Comparaison n’est pas raison, certes. Mais comparer, c’est mettre en perspective, tracer des lignes de compréhension, voire provoquer un dialogue. Deux livres se sont incidemment rencontrés à la faveur du chaos volontaire de mon bureau: le nouvel Alexandre Jollien, intitulé joliment «Le philosophe nu» (éditions du Seuil, 2010) et le vieil Alain Ehrenberg, «La culture de la performance» (éditions Calmann Lévy, 1991). Considérons ces deux livres – que rien ne rapproche a priori – comme des pierres à feu. Entrechoquons-les et examinons les étincelles jaillissantes. En quoi peuvent-elles nous éclaiRHer?
Philosopher, c’est …
Le Philosophe nu, dernier ouvrage d’Alexandre Jollien, nous ouvre sur une vision introspective de son univers; un voyage romantique, un hymne à la sensibilité, aux tourments du cœur, un examen attentif des passions et du paysage intérieur. Avec en trame de fond, une récurrence jollienne: la question de la joie, de la liberté et du détachement. Tout un voyage que l’auteur décline en 100 tableaux impressionnistes qui sont autant de méditations, convoquant avec audace et intelligence mille penseurs oubliés: Aristote et son gnthi seautón (connaistoi toi-même), Montaigne, Sénèque et bien d’autres. Il s’agit en réalité d’une vaste réflexion sur la gouvernance stratégique de sa propre vie d’individu en relation avec lui-même et les autres (une psylosophie?). Du self contrôle. Du développement personnel. De l’introspection. De la sagesse.
Manager, c’est …
Relire le célèbre ouvrage d’Ehrenberg «Le culte de la performance», c’est constater que la posture du manager est opposée à celle du philosophe. Si philosopher c’est atteindre la vérité de l’être par un effort constant visant la simplicité volontaire, manager c’est accroître son pouvoir, sa richesse, son influence. D’un côté le dépouillement, de l’autre l’accumulation (de titres, de territoire, de personnel, de responsabilité, de privilège, de salaire variable…). D’un côté cultiver de la distance et viser le méta, de l’autre s’engager dans l’action. D’un côté se dévêtir de soi, de l’autre affirmer son soi (ah les cours d’assertivité!). D’un côté le self contrôle, de l’autre le contrôle des autres. D’un côté le vide, de l’autre le plein. D’un côté un programme de vie, de l’autre une carrière.
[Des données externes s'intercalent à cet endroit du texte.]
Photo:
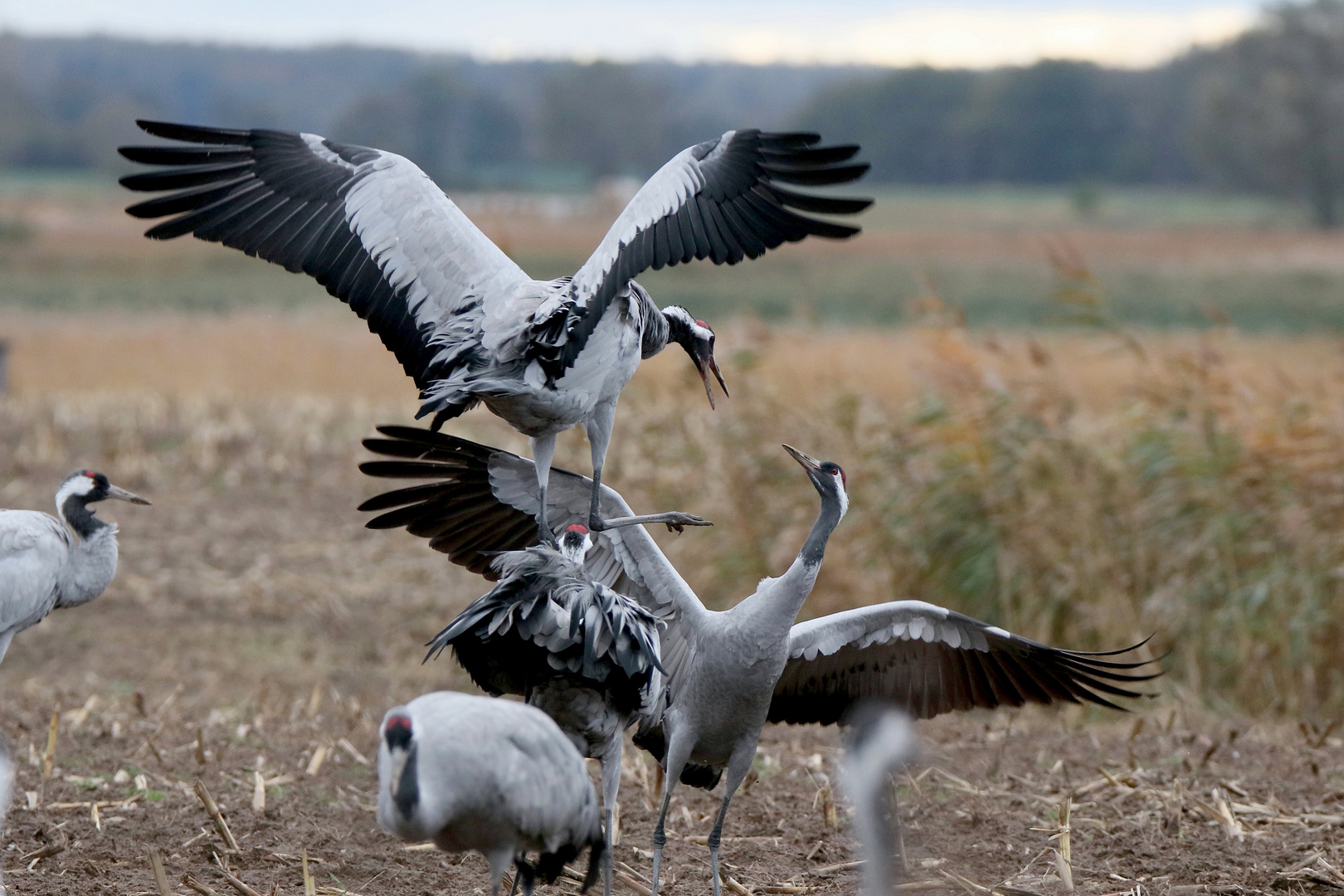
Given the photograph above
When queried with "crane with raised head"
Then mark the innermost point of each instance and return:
(880, 742)
(56, 562)
(730, 672)
(464, 320)
(492, 776)
(572, 646)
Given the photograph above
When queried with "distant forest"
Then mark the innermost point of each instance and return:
(67, 104)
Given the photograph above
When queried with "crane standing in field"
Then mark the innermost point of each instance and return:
(54, 562)
(491, 776)
(465, 321)
(880, 742)
(572, 646)
(730, 672)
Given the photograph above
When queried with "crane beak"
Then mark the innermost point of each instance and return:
(710, 364)
(123, 494)
(808, 462)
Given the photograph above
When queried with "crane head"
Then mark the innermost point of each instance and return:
(95, 486)
(825, 476)
(576, 543)
(402, 778)
(696, 338)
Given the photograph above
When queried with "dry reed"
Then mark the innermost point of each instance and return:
(1085, 490)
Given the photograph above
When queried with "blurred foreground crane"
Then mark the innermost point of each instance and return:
(730, 672)
(54, 562)
(465, 321)
(572, 646)
(880, 742)
(491, 776)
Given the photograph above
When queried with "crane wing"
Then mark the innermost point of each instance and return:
(368, 225)
(485, 500)
(548, 618)
(930, 660)
(32, 550)
(721, 201)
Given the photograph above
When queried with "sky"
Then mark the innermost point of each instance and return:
(952, 32)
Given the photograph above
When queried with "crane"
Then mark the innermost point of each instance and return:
(492, 776)
(574, 648)
(6, 790)
(54, 562)
(880, 740)
(464, 320)
(730, 672)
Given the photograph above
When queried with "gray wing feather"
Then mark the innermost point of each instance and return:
(32, 551)
(368, 225)
(548, 789)
(932, 660)
(719, 201)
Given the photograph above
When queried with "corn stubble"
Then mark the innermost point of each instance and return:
(1083, 490)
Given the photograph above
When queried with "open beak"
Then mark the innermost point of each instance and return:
(123, 494)
(704, 377)
(808, 462)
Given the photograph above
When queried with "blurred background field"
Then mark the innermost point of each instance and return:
(1086, 373)
(1160, 258)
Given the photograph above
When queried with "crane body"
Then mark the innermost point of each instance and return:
(572, 648)
(491, 776)
(728, 674)
(464, 320)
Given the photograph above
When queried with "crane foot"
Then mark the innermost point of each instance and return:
(675, 522)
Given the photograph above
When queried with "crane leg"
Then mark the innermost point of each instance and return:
(738, 767)
(499, 863)
(543, 449)
(611, 786)
(598, 429)
(676, 757)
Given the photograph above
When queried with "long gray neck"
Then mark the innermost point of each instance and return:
(656, 329)
(815, 548)
(782, 598)
(90, 566)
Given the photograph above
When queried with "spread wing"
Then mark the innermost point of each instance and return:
(546, 618)
(929, 660)
(721, 201)
(368, 225)
(485, 500)
(32, 550)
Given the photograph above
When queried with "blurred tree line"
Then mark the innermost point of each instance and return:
(1264, 112)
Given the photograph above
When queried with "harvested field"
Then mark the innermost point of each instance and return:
(1164, 260)
(254, 622)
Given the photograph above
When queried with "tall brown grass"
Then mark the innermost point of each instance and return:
(1085, 490)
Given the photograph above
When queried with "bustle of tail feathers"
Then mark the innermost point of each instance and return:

Si le langage du dépouillement se fait volontiers zen et zazen chez Jollien, chez Ehrenberg la sémantique managériale est sans doute aucun guerrière: on y parle de stratégie, de tactique, d’engagement, d’alliance, d’équipes sur pied de guerre, le moral des troupes est fréquemment interrogé, l’esprit de corps stimulé; les plans de batailles sont légions, car il convient de battre la concurrence et d’atteindre les cibles. Pour ce faire, les Etats-majors de la direction Générale soutiendront les efforts. Quant aux subordonnés, ils n’ont qu’à bien se tenir, sinon ils recevront un ordre de marche de la part du Chef de division avec copie à leur responsable hiérarchique. La mission est claire, non? Il suffit de relire le règlement intérieur. Nous sommes à J-4 du déploiement des forces de vente et c’est le N - 1 qui donnera le go. D’ailleurs, peut-être l’avez-vous remarqué, les sièges administratifs ressemblent à des vraies forteresses, avec drapeaux et oripeaux, dans lesquels on y fait l’appel – pardon le contrôle des présences – tous les matins.
Manager en philosophant
Le yin et le yang: on le voit ces ouvrages résonnent par leur différence. D’ailleurs, dans la réalité, philosophe et manager ne se mélangent pas. Ils évoluent dans des référentiels irréductibles et sont séparés par d’invisibles murailles de Chine dès leurs études. Ces livres auraient donc dû être rangés sur deux rayons de bibliothèque différents. Et pourtant, je ne cesse de rêver à des managers intéressés à la philo (et inversement). Philosopher, c’est l’art de penser érigé à son acmé à travers d’incessantes lectures exigeantes; c’est être en route comme disait Jaspers. C’est être debout. C’est aussi réinsuffler du sens dans nos organisations. Bien éloigné, vous l’avez compris d’un séminaire «wahoou» à 3500 francs la journée avec son cortège de slides powerpoint suivi d’un cours de lecture rapide d’un demi-jour assorti d’un workshop sur la gestion du temps. Et si être performant, c’était aussi être philosophe?